Payne speaks proudly of his sons, who are following in their father’s footsteps. Both are Marine Corps veterans, college graduates, and police officers with local departments in New Jersey. One was even cited with an award for bravery following his lifesaving role in a townhouse fire in the Garden State last year.

He described how the Metuchen Diocese wanted the wives to be involved in the diaconate formation program by offering the spouses opportunities to commiserate at events such as retreats, days of reflection, and Communion breakfasts.

“I need to say that this is our ministry,” Payne emphasized. “My wife is so very, very important. In the diaconate you need the support of your wife.”

He subsequently received his master’s degree in pastoral studies from Caldwell College in Caldwell, N.J., and was ordained to the diaconate on June 13, 1998, the feast of St.

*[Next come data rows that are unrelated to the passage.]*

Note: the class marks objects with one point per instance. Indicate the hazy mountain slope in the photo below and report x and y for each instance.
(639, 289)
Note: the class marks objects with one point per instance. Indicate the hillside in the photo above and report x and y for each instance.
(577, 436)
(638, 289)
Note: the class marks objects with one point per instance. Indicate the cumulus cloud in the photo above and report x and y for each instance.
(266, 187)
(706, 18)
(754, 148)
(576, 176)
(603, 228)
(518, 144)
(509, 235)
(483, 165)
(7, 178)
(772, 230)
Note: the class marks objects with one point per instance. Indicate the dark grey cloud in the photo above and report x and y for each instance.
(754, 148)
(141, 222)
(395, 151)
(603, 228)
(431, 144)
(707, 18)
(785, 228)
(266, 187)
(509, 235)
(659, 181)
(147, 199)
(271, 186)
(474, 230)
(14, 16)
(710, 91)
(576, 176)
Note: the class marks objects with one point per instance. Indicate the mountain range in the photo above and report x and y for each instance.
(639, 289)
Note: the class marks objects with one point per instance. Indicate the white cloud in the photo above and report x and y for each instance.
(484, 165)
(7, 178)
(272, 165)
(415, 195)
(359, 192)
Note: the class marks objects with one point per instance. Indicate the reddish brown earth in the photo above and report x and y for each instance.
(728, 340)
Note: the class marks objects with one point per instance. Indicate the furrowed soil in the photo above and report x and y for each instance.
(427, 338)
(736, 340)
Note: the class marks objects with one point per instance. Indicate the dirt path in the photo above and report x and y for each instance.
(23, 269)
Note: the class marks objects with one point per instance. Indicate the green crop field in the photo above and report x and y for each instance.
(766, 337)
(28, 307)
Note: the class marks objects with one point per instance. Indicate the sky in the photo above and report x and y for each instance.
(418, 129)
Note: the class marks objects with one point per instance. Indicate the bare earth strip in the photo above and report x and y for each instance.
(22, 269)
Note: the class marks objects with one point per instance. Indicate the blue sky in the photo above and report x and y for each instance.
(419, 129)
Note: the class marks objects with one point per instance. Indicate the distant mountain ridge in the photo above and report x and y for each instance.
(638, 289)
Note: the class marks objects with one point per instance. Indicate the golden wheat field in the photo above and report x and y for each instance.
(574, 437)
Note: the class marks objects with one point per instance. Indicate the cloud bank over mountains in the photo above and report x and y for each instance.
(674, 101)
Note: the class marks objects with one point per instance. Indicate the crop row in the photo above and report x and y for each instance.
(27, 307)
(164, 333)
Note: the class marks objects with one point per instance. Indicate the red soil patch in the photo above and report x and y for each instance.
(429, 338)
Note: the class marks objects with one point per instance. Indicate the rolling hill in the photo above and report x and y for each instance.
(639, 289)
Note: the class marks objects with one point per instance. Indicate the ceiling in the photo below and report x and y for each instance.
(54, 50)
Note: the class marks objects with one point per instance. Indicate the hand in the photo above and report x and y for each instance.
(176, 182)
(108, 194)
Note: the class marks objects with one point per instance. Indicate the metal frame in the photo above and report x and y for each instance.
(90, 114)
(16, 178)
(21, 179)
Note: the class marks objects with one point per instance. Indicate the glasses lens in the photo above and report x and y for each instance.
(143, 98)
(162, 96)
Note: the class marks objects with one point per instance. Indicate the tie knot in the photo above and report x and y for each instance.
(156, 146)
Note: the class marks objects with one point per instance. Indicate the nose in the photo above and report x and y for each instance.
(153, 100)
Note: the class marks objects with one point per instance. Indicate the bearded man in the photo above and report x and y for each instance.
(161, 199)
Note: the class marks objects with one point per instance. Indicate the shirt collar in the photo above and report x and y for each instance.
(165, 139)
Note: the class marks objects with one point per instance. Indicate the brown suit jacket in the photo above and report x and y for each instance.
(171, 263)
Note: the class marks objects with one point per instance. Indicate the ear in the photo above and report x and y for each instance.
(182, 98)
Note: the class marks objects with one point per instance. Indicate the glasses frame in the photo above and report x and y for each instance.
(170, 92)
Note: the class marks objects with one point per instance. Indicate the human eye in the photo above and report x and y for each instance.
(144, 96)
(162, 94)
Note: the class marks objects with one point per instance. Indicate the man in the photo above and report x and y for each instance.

Anthony.

Payne was assigned to Mary, Mother of God in Hillsborough, his home church, the only deacon at a parish of 3,000 families.

He said he worked as a team in diaconal ministry with his wife in baptismal and marriage preparation and conducted more than 300 baptisms in a three-year stretch.

At age 55, the deacon planned to leave the corporate world and enter into full-time ministry.

So, two years ago, one of his priest friends, Franciscan Father Anthony Ciona, had him write to Msgr. Joseph Roth, head of the diaconate program for the Diocese of Charleston and then pastor of St. Andrew Church in Myrtle Beach.

Payne was interested in perhaps pursing a position as a parish life facilitator at a church in a rural area. He and Msgr. Roth corresponded a couple of times and talked on the phone, but nothing came about at that time.

Then this past August, following the departure of Sister Susan Schorsten, who was elected to a position within her religious congregation, Payne was contacted by the diocesan human resources director about the vacant position of assistant to the vicar general. Following a series of telephone interviews and a visit to the Holy City, Payne accepted the job and began this latest chapter in his life on Nov. 5, just after his 55th birthday.

He said he has spent his first month getting up to speed on the screening program for diocesan employees, which Sister Schorsten implemented, as well as getting to know his supervisor, Msgr. James A. Carter, vicar general.

“It’s going to be a great challenge,” Payne said of his new position. “I look forward to it.”